4. There are some affinities with ideas of Kohonen (1988), but CALM networks appear to be faster yet not improbabaly fast. Learning theorists will be interested in the stability of CALM networks in a learning mode and in the implementation of the distinction between explicit and implicit memory processes. One notes that parameter values have to be delicately adjusted to avoid what Murre calls reverberatory internal loops between modules; this point recalls Haken's (1987) insight that the brain must function just on the stable side of chaotic dynamics. The rather uncritical acceptance (p. 129) of Shepard's (1974) and Nosofksky's (1992) use of hypothetical metric spaces in psychology is unfortunate and not necessary to the general argument, indeed the biological features of these "spaces," Murre notes, are unsatisfactorily undefined.
5. For this reviewer, who has ready access to massive parallel computing, the technical appendices on programming were the part to read first. Neural network texts are necessarily ephemeral; ideas, hardware and software have an apparent half-life of about three years. This book in paperback is good value for the money, and worth serious study, particularly the sections on psychological and biological plausibility. Software to run on personal computers is said to be available.
Haken, H. (1987) (Ed.) Advanced Synergetics. Berlin: Springer-Verlag.
Kohonen, T. (1988) Representation of sensory information in self-organizing feature maps, and the relation of these maps to distributed memory networks. In: Cotterill, R. M. J. (Ed.) Computer Simulation in Brain Science. Cambridge: C.U.P., pp. 12-25.

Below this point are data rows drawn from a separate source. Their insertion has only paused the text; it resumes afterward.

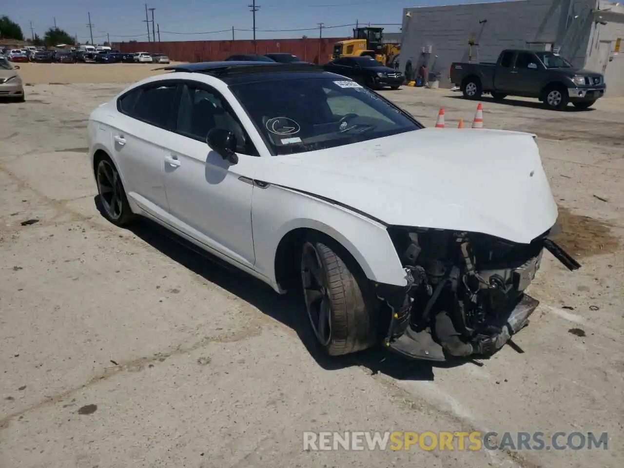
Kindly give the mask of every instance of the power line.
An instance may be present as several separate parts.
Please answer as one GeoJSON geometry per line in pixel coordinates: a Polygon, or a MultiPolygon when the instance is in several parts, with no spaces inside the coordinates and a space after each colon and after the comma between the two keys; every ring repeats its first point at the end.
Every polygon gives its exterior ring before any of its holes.
{"type": "Polygon", "coordinates": [[[248,6],[251,9],[250,11],[251,12],[251,15],[253,17],[253,41],[255,44],[256,41],[256,12],[260,9],[260,6],[256,5],[256,0],[253,0],[251,5],[248,5],[248,6]]]}
{"type": "Polygon", "coordinates": [[[87,27],[89,28],[89,32],[91,35],[91,44],[93,44],[93,27],[95,26],[91,22],[91,13],[87,13],[89,15],[89,24],[87,24],[87,27]]]}

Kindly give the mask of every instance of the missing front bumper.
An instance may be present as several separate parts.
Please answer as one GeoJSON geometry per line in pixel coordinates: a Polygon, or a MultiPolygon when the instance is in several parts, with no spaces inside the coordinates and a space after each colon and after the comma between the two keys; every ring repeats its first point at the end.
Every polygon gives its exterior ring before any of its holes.
{"type": "MultiPolygon", "coordinates": [[[[523,295],[504,321],[500,327],[500,332],[493,337],[496,351],[502,348],[512,336],[528,324],[529,318],[537,308],[539,303],[539,301],[530,296],[526,294],[523,295]]],[[[391,343],[388,348],[394,353],[412,359],[445,361],[456,359],[447,355],[442,346],[434,339],[429,330],[417,332],[411,327],[407,327],[405,333],[391,343]]]]}

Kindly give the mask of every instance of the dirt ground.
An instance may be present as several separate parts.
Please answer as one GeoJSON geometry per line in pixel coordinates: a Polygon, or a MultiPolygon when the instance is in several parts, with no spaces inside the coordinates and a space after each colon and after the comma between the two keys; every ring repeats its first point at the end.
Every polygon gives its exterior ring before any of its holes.
{"type": "MultiPolygon", "coordinates": [[[[378,350],[329,359],[298,296],[97,212],[87,119],[150,67],[25,66],[26,102],[0,104],[0,466],[624,466],[622,100],[563,112],[482,101],[486,127],[538,135],[560,240],[582,264],[545,255],[530,290],[541,304],[515,338],[523,353],[505,346],[482,366],[378,350]],[[347,430],[609,439],[593,451],[303,450],[304,431],[347,430]]],[[[426,125],[441,107],[447,126],[469,125],[476,107],[447,90],[383,94],[426,125]]]]}

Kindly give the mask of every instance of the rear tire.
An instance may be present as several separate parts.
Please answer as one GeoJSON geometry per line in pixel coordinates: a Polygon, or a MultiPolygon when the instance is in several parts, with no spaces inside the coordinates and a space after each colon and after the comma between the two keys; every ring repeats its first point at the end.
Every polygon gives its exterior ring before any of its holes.
{"type": "Polygon", "coordinates": [[[378,303],[348,252],[326,236],[311,235],[302,246],[301,273],[310,324],[327,354],[346,354],[375,344],[378,303]]]}
{"type": "Polygon", "coordinates": [[[568,105],[567,90],[561,85],[550,86],[544,94],[544,104],[550,109],[563,110],[568,105]]]}
{"type": "Polygon", "coordinates": [[[114,163],[107,155],[100,157],[94,165],[98,202],[102,208],[102,214],[115,226],[128,225],[135,220],[136,215],[130,208],[114,163]]]}
{"type": "Polygon", "coordinates": [[[466,99],[479,99],[483,94],[481,81],[476,77],[467,78],[462,83],[462,92],[466,99]]]}
{"type": "Polygon", "coordinates": [[[589,109],[595,104],[596,104],[595,100],[588,100],[588,101],[583,101],[582,102],[573,102],[572,105],[573,105],[577,109],[589,109]]]}

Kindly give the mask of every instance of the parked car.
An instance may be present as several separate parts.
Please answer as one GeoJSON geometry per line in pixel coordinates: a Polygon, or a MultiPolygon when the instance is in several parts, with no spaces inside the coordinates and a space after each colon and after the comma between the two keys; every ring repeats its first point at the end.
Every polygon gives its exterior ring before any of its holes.
{"type": "Polygon", "coordinates": [[[11,62],[27,62],[28,56],[22,51],[19,49],[14,49],[9,52],[7,56],[9,60],[11,62]]]}
{"type": "Polygon", "coordinates": [[[265,57],[268,57],[274,62],[279,62],[282,64],[306,64],[308,62],[304,62],[295,55],[288,54],[283,52],[275,52],[271,54],[265,54],[265,57]]]}
{"type": "Polygon", "coordinates": [[[59,63],[73,64],[77,61],[77,54],[74,51],[62,51],[56,53],[55,59],[59,63]]]}
{"type": "Polygon", "coordinates": [[[6,57],[0,57],[0,99],[24,102],[24,84],[16,71],[19,69],[19,66],[13,66],[6,57]]]}
{"type": "Polygon", "coordinates": [[[37,51],[34,52],[31,60],[32,62],[49,64],[55,61],[55,56],[54,51],[37,51]]]}
{"type": "Polygon", "coordinates": [[[425,129],[311,65],[165,69],[90,115],[103,215],[144,215],[278,293],[300,288],[329,354],[490,355],[537,307],[545,248],[579,266],[548,238],[534,135],[425,129]]]}
{"type": "Polygon", "coordinates": [[[121,62],[124,64],[132,64],[135,63],[136,61],[134,59],[135,54],[121,54],[121,62]]]}
{"type": "Polygon", "coordinates": [[[578,109],[590,107],[607,90],[602,74],[576,69],[545,51],[506,49],[495,63],[455,62],[451,80],[468,99],[479,99],[484,92],[496,100],[523,96],[560,110],[569,102],[578,109]]]}
{"type": "Polygon", "coordinates": [[[275,62],[265,56],[258,56],[255,54],[236,54],[230,56],[225,59],[228,62],[275,62]]]}
{"type": "Polygon", "coordinates": [[[371,89],[390,87],[398,89],[405,79],[400,72],[386,67],[372,57],[343,57],[323,66],[324,70],[346,76],[371,89]]]}
{"type": "Polygon", "coordinates": [[[152,61],[155,64],[168,64],[170,62],[169,57],[164,54],[151,54],[152,61]]]}
{"type": "Polygon", "coordinates": [[[139,52],[135,54],[134,61],[140,64],[152,63],[152,56],[147,52],[139,52]]]}
{"type": "Polygon", "coordinates": [[[105,51],[95,54],[94,58],[96,64],[112,64],[115,62],[115,56],[105,51]]]}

Murre, J.M.J. (1992) Learning and Categorization in Modular Neural Networks. UK: Harvester/Wheatsheaf; US: Erlbaum
Murre, J.M.J. (1992) Precis of: Learning and Categorization in Modular Neural Networks. PSYCOLOQUY 3(68) categorization.1
Nosofksky, R. M. (1992) Similarity Scaling and Cognitive Process Models. Annual Review of Psychology, 43, 25-54.
Shepard, R. N. (1974) Representations of Structure in Similarity Data: Problems and Prospects. Psychometrika, 39, 373-421.